For security reasons, it would be powerful to add custom HTTP headers to each response. Then it is possible to add a header like
Strict-Transport-Security. A list of suggestions by OWASP can be found here: https://www.owasp.org/index.php/OWASP_Secure_Headers_Project#tab=Best_Practices
Multiple security firms have advised us to add these headers after conducting a security test. As a Mendix developer, you are currently not in control of the headers sent by the webserver, nginx.
I received the following notification from Mendix: a feature has been released in which a lot of headers can now be added:
We have recently added the possibility to add customer headers in Cloud v4. See paragraph 4.2 of https://docs.mendix.com/developerportal/deploy/environments-details#http-headers.
i am in need of this feature as well.
I also need this functionality because our customer wants to receive an A rating on https://securityheaders.com/
@Pieter Oskam: Your screenshot shows that we can add http headers to the http request that will be send to the rest service. We need the ability to add headers to each response.

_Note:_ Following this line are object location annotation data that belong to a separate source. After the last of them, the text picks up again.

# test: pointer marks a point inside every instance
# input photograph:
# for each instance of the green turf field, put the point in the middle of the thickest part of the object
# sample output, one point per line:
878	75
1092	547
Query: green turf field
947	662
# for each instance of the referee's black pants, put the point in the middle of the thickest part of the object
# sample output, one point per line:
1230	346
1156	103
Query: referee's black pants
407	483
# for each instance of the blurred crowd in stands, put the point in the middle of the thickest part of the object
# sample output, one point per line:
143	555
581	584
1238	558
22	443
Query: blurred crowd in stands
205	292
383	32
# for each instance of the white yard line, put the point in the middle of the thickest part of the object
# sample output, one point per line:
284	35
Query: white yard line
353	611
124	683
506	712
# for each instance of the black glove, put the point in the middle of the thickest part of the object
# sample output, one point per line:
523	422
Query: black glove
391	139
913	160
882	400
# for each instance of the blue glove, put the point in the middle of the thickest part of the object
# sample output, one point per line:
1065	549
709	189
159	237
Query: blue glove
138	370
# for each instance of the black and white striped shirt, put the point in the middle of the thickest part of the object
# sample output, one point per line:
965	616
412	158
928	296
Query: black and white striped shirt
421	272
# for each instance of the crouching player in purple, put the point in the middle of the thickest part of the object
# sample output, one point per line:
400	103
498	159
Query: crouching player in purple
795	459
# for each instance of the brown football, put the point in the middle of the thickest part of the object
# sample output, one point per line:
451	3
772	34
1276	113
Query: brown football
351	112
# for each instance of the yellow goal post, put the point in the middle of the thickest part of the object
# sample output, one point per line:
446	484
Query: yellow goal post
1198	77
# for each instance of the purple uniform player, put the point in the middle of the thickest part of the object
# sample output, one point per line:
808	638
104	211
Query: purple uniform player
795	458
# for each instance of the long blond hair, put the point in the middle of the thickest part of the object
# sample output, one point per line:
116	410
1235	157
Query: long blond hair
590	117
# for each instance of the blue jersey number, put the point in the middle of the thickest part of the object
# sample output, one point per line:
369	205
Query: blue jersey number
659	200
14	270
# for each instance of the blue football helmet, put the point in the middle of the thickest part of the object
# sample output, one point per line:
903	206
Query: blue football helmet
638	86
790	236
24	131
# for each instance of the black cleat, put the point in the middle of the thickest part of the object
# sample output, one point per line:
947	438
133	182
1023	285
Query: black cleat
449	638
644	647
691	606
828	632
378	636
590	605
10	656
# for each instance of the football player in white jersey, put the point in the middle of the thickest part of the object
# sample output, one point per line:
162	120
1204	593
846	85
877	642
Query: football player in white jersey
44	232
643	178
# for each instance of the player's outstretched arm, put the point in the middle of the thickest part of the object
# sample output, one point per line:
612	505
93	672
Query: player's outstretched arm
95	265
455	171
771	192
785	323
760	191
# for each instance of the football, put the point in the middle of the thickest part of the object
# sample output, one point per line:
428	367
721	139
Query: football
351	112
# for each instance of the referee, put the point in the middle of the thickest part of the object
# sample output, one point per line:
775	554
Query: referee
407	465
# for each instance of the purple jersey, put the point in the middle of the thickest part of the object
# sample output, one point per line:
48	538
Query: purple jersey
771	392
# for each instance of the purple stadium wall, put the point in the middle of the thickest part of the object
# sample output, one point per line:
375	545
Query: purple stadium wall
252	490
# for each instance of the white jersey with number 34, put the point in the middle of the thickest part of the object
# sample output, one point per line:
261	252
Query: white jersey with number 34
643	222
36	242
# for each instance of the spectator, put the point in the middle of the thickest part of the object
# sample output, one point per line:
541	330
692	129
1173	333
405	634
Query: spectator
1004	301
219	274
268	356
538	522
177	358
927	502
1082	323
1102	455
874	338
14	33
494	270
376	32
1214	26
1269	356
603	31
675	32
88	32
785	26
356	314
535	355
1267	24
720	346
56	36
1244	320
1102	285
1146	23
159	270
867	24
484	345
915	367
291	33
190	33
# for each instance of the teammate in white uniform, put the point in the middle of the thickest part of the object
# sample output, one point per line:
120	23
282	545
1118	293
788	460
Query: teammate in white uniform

@Andrej Koelewijn: This java action does not adres the need, since we want to add the headers globally to each response, so also the responses that are created solely by Mendix. Besides that I'm not looking forward to place a java action in every situation where a response will be created.
This feature could for example be implemented in the cloud portal just like the "Prevent embedding your app in an IFrame", which is also a http header.
I need it too. Especially, AWS and other strict security sites recommend us to use X-Content-Type-Options: nosniff
And also, a dynamically changeable header is much better for peer-to-peer network security.
Current plan on the roadmap is to provide a java api to access request and response objects so you access to the http headers. This enables you to create a java action to read or change a headers. Does this address your need?
Thank you for your response; I'm actually referring to the response headers send by the Mendix HTTP server to clients (browsers).
Isn't this already posible? Below is a screenshot from a project made with Mendix 6.10.2.